Hmmmm ...ke Jerman! Aku bahkan tidak tahu apa artinya itu. Aku pikir itu suatu daerah di Indonesia juga. Maklum, aku SD di kampung, dimana pada saat itu gurunya aja ngajar pake bahasa Indonesia campur bahasa Batak! Gurunya juga sering tidak datang kalau ada yang mau dikerjakan di sawah atau di ladang. Di luar kelas, para guru berbicara bahasa Batak 100% kepada murid-murid. Di rumah, dengan orangtuaku dan adik-adikku, kami juga berbahasa Batak. Jadilah kami pintar bahasa Batak 90 % dan bahasa Indonesia 10 %. Artinya, aku mengerti bahasa Indonesia, tapi menggunakannya secara lisan ....terbata-bata.

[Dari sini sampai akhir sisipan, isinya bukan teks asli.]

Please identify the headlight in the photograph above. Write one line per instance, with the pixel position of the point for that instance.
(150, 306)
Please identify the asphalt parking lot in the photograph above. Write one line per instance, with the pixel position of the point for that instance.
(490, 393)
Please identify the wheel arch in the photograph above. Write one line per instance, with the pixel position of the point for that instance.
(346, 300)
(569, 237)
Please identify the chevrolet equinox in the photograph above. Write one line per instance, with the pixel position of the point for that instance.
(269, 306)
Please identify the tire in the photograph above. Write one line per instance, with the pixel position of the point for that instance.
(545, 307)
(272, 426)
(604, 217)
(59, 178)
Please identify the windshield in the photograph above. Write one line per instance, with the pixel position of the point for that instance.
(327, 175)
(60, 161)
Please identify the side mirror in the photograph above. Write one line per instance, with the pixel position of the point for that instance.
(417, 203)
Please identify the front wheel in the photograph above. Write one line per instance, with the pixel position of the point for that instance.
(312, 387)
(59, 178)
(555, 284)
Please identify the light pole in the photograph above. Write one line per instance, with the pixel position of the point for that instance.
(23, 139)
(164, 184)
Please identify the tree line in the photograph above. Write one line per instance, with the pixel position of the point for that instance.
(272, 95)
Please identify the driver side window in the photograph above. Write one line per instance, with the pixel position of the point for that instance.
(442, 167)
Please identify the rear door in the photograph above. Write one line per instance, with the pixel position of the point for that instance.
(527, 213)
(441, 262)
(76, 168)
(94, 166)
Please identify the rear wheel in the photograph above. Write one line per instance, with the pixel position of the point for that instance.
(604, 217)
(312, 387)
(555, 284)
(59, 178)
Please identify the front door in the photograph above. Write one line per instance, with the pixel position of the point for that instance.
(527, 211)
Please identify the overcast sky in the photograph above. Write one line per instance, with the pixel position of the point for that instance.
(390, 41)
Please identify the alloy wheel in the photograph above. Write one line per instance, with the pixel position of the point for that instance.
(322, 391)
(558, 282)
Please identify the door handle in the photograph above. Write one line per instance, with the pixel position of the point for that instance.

Dulu, kalau kami ke rumah Ompungku, itu sudah suatu kemewahan bagi kami. Ompungku tinggal di Medan di daerah elit lagi, karena beliau memang pejabat. Kalau kami datang, aku suka mencoba duduk di kursi empuknya di ruang tamu. Nyamannnnn .....Soalnya di rumah kami atau di Laguboti aku tidak pernah duduk di kursi se-empuk itu. Tapi Ompung boru-ku (nenek) sering menyuruhku pergi dari kursi itu. Mungkin aku kotor karena dari kampung atau gimana. Aku nggak jelas, tetapi yang kuingat jelas, aku dan adik-adikku yang lain memang diperlakukan beda dengan saudara-saudara sepupuku yang berasal dari keluarga yang mapan. Aku sering mendapatkan perlakuan beda kalau kami cucu-cucunya ngumpul. Sampai sekarang itu pengalaman yang traumatis bagiku. Oleh karena itu aku tidak pernah merasa dekat dengan saudara-saudara sepupuku. Aku merasa minder, jadi aku tidak terlalu ingin kumpul-kumpul dengan mereka.
Ok, aku tidak tahu Jerman itu dimana. Tetapi yang aku heran, tiba-tiba kami seperti orang penting. Diundang makan sana-sini sebagai tanda perpisahan. Padahal pendeta biasa pindah-pindah. Kenapa harus ada undangan makan segala. Ternyata itu karena kami mau pindah ke luar negeri. Pada saat itu aku bahkan tidak tahu pengertian luar negeri itu apa.
Jadilah kami berangkat. Naik pesawat terbang lagi, pertama kali dalam hidupku. Kami naik Singapore Airlines dari Medan menuju Singapur. Dulu belum ada pesawat non-stop jarak jauh. Jadi kami harus menginap satu malam di Singapur. Aku hanya bisa ternganga melihat semua kemewahan itu. Esoknya dari Singapur, kami naik KLM (penerbangan Belanda) ke Frankfurt. Dari Frankfurt, ganti pesawat, langsung terbang ke Duesseldorf.
Sampai di Duesselsorf aku terheran-heran. Ini bukan Indonesia! Ihhhh... orangnya serem ....pirang ...matanya biru .....tubuhnya besar .....Terus gedung-gedung tinggi, jelek banget warnanya, suram gitu. Dan ada salju ......
Kami dijemput oleh seorang wanita jelek, rambutnya pirang, matanya aneh, pipinya merah dan badannya besar. Begitulah pandanganku pada awalnya tentang bule.
Dari Duesseldorf kami dibawa ke kota Wuppertal. Kami ditempatkan di sebuah apartemen. Bapakku dulu diundang oleh VEM (Vereinte Evangelische Mission) ke Jerman untuk bertugas sebagai pendeta di suatu gereja di Jerman.

Untuk pertama kali menyentuh salju. Kami sekeluarga.
Dari jendela apartemen, aku sering memandang keluar. Aku melihat anak-anak Jerman di luar bermain salju sambil tertawa. Bahasa yang mereka gunakan aneh. Sangat beda dengan apa yang kami pelajari di Medan. Di kemudian hari aku mengerti, yang mengajar kami bahasa Jerman menggunakan aksen indo, sangat berbeda dengan aksen Jerman. Jadi aku tidak memahami apa yang dikatakan anak-anak itu.
Akhirnya kami diperbolehkan juga keluar. Untuk pertama kalinya aku menyentuh salju dan .....memakannya. Ihhhhhh....rasanya hambar aja. Tapi kelihatan sangat indah karena salju menutupi semua atap rumah dan pohon-pohon tanpa daun. Dan ....terasa sangattt dingiiinnnnn.....
Kami hanya berada selama 2 minggu di Wuppertal. Setelah itu kami berangkat ke Kota Bochum, dimana kami akan tinggal selama 6 bulan untuk memperdalam bahasa Jerman. Itu ceritanya lain lagi.